A Labour Dispute is any kind of dispute between an employer and an employee (or employees) arising from their employment relationship and relating to the application and compliance with the provisions of labour law.
For the resolution of labour disputes, the employee or several employees claiming a common interest, the employer, as well as the relevant trade unions, have the right to request the intervention of the Labour Inspectorate, which then convenes a tripartite meeting (employee, employer and inspector) on a specified date, during which the subject matter of the dispute and the way of its resolution are discussed.
Subject matter of Labour Disputes
The subject matter of labour disputes can be (indicatively):
- arrears of accrued pay and bonuses or other benefits provided for in individual or collective employment contracts, Christmas or Easter bonuses, holiday pay and holiday allowance,
- failure to grant regular or other types of leave (marriage leave, paternity leave, carers leave, dependants leave, monitoring of school performance leave, study leave, leave for trade union duties, special purpose leave, etc.),
- non-payment or payment of reduced severance pay,
- maternity protection, equal treatment of men and women, discrimination on grounds of race, religion, family or social status, etc.,
- issues related to violence and harassment in the workplace.
Labour dispute resolution procedure
The labour dispute resolution procedure starts with the submission of a relevant application by the person concerned to the competent Labour Relations Inspection Department (TEES).
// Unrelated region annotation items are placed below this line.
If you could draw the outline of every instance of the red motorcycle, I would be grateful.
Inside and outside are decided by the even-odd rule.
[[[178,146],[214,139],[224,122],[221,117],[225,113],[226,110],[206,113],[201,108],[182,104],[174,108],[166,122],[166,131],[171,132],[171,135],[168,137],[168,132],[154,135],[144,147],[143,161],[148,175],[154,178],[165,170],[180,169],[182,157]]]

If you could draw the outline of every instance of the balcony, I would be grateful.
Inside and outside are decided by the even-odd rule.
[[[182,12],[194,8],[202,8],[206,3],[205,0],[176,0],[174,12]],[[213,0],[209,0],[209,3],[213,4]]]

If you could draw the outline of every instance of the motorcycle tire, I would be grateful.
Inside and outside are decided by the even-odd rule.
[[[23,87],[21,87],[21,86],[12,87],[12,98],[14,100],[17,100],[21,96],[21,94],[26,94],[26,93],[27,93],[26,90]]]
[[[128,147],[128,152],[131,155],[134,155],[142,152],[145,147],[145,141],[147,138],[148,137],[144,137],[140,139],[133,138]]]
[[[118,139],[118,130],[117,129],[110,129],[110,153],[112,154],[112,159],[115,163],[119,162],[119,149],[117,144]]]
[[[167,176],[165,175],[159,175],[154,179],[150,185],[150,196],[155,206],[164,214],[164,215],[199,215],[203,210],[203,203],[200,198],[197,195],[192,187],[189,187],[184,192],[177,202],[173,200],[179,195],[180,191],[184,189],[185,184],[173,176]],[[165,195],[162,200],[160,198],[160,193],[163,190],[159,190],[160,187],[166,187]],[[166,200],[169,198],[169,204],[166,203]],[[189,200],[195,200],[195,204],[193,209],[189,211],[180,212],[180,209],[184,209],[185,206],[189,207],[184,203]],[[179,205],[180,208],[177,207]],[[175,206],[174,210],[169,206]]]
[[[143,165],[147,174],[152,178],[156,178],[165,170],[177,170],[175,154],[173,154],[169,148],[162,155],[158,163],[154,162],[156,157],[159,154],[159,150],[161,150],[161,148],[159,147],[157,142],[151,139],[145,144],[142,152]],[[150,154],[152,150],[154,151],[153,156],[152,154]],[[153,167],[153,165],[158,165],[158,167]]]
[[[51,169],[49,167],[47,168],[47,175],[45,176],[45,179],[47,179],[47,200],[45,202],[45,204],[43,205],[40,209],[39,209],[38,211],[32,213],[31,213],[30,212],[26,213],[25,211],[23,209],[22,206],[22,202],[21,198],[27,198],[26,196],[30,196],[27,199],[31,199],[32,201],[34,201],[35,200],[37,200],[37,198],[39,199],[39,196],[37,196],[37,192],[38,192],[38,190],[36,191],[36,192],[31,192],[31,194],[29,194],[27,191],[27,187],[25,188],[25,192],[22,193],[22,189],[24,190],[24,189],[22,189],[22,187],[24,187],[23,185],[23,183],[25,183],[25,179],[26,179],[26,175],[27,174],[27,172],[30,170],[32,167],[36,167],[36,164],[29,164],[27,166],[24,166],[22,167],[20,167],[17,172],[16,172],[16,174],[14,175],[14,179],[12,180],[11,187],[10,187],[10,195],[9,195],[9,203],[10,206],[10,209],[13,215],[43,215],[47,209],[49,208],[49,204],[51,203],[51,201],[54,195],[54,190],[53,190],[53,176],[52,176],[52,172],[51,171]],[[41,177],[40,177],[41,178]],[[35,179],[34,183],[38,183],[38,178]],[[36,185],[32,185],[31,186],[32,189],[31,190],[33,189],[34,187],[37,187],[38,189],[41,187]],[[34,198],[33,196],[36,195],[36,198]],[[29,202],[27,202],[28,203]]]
The competence of the Department is determined based on the address of the undertaking in which the employee is or was employed and within the limits laid down in Presidential Decree 134/2017 (Government Gazette, Series I, No 168/Α, 06-11-2017).
The application contains the details of the parties and the matters which are the subject of the labour dispute.
The date and time of the tripartite meeting to be held at the offices of the competent TEP are then set, by informing the applicant on the spot and sending the invitation and proof of service to the other party by any appropriate means (post, email, notification to the employer’s account on the Labour Inspectorate’s Portal).
On the day of the hearing at the Department’s premises, in addition to the inspector, the employer and the worker (either in person or with an authorised representative) as well as their legal advisers (if deemed necessary) are present and no provision is made for the presence and examination of other persons as witnesses.
Up to five (5) representatives in total from any interested party, other than the legal advisers, may participate. They may include, at the choice of each party, representatives of the primary trade union or of the secondary or similar professional organisation, or of the labour centre of the region or the General Confederation of Greek Workers (GSEE) on behalf of the employees, as well as representatives of the trade union on behalf of the employer, but always by submitting the relevant legal documents.
In cases of disputes concerning the application of the provisions on maternity protection, the principle of equal treatment between men and women, the principle of equal treatment irrespective of racial or ethnic origin, religious or other beliefs, disability or chronic illness, age, marital or social status, sexual orientation, gender identity or gender characteristics, or issues relating to violence and harassment in the workplace, a representative of the Ombudsman may be present at the hearing of the labour dispute upon advice from the Labour Inspectorate.
Finally, a sign language interpreter from the Hellenic Federation of the Deaf may be present to support a deaf or person with hearing difficulties, as well as a translator to support a foreign person.
The hearing is conducted in person, with the inspector directing the whole process by giving the floor to the parties and ensuring that it runs smoothly. The views of both parties are recorded during the hearing and the relevant documents and records or other evidence presented by each party are examined with a view to resolving the dispute or reaching a compromise between the parties.
If one of the parties is absent without reasonable cause, the Inspector records the views of the party present and if the absence is not justified, a rebuttable presumption of that party’s factual allegations is established.
The Inspector, after taking into account the views of the parties and verifying the information submitted, must provide an expert’s opinion on the dispute within one week of the hearing.
In addition, after the end of the hearing, a deadline of no more than one week may be set to resolve the dispute in accordance with the Inspector’s recommendations. In case of compliance, a new report is drawn up and the labour dispute is archived. However, if the deadline expires without any action being taken, the Inspector draws up the above opinion within the deadline of one week.
A copy of the finding drawn up by the Inspector, together with the attached documents, may be obtained upon request by the parties or their legally authorised representatives.
If breaches of labour law are discovered, the inspector has the ability to impose administrative sanctions. If the violations of labour law constitute criminal offences, the inspector submits a lawsuit or indictment to the competent public prosecutor.
Finally, if the complainant wishes to prosecute the employer, he/she may provide the Agency with a solemn declaration stating his/her wish to bring a claim against his/her employer, so that it can be forwarded to the Public Prosecutor.